Here is a reminder of the truth: Except for those women who carry a gene mutation (BRCA1 or BRCA2), no one knows what causes breast cancer or most other kinds of cancer. We do know about the dangers of tobacco and asbestos and a few cancers being caused by viruses (such as HPV), but we have no idea why most cancers begin. Very honestly, it is not easy for a body to make cancer, to allow those cells to grow. We are created with a lot of complicated biological systems that are supposed to quell problems, dangers and invaders to our physical selves, and a lot has to go wrong for cancer to develop.

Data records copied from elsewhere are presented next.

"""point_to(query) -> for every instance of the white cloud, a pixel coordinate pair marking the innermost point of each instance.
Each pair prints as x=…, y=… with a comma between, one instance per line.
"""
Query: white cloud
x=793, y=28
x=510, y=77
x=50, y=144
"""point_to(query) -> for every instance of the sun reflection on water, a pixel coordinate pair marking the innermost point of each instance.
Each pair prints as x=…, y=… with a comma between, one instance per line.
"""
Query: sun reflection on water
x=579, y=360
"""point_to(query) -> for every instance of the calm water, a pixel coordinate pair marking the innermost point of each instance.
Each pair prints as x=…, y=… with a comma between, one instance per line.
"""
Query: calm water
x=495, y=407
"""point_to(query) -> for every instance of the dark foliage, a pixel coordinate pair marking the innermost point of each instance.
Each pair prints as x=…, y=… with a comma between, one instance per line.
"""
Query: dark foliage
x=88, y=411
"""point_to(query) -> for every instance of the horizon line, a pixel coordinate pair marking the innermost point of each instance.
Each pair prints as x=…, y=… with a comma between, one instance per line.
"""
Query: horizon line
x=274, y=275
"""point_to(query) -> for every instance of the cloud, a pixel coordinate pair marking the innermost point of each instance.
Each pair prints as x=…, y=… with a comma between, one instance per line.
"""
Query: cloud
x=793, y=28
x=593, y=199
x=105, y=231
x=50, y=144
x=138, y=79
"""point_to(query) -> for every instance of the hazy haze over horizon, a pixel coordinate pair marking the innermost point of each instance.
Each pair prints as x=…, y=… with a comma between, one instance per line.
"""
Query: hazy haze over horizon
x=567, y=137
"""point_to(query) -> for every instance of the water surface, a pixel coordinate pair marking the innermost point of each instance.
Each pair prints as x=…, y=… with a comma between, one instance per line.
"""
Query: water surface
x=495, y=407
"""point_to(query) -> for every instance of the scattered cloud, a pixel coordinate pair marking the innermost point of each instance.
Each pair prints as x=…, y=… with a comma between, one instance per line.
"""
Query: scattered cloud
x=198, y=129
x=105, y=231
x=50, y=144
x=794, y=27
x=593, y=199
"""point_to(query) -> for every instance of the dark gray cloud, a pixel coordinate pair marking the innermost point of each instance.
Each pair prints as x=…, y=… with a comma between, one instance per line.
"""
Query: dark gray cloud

This is an entertaining blog from Science Based Medicine about this recent story. You might want to bookmark the site for future good reading. Here is the start and a link:
No, carrying your cell phone in your bra will not cause breast cancer, no matter what Dr. Oz says.
I don’t think very highly of Dr. Oz.
Yes, yes, I realize that saying that is akin to saying that water is wet, the sun rises in the east, and that it gets damned cold here in the upper Midwest in December, but there you go. This year, I’ve been mostly avoiding the now un-esteemed Dr. Mehmet Oz, a.k.a. “America’s doctor,” even though his show could, if I paid much attention to it anymore, provide me with copious blogging material, because I’ve come to the conclusion that he is beyond redemption. He’s gone over to the Dark Side and is profiting handsomely from it. There’s little I can do about it except for, from time to time, writing about some of Dr. Oz’s more egregious offenses against medical science and reason, putting our tens of thousands of readers per day against his millions of viewers per day. It’s an asymmetric battle that we don’t have much of a shot at winning. However, at least from time to time I can correct misinformation that Oz promotes, particularly when it impacts my speciality. Consider it doing something pre-emptively to help myself. When one of my patients ask about something that’s been on Oz’s show, I can simply point her to specific blog posts, as I did the last time around when Oz arguably flouted the human subjects protection regulations of his own university and of the Department of Health and Human Services by running in essence a poorly-designed clinical trial to show that green coffee bean extract can promote weight loss. Of course, it showed nothing of the sort.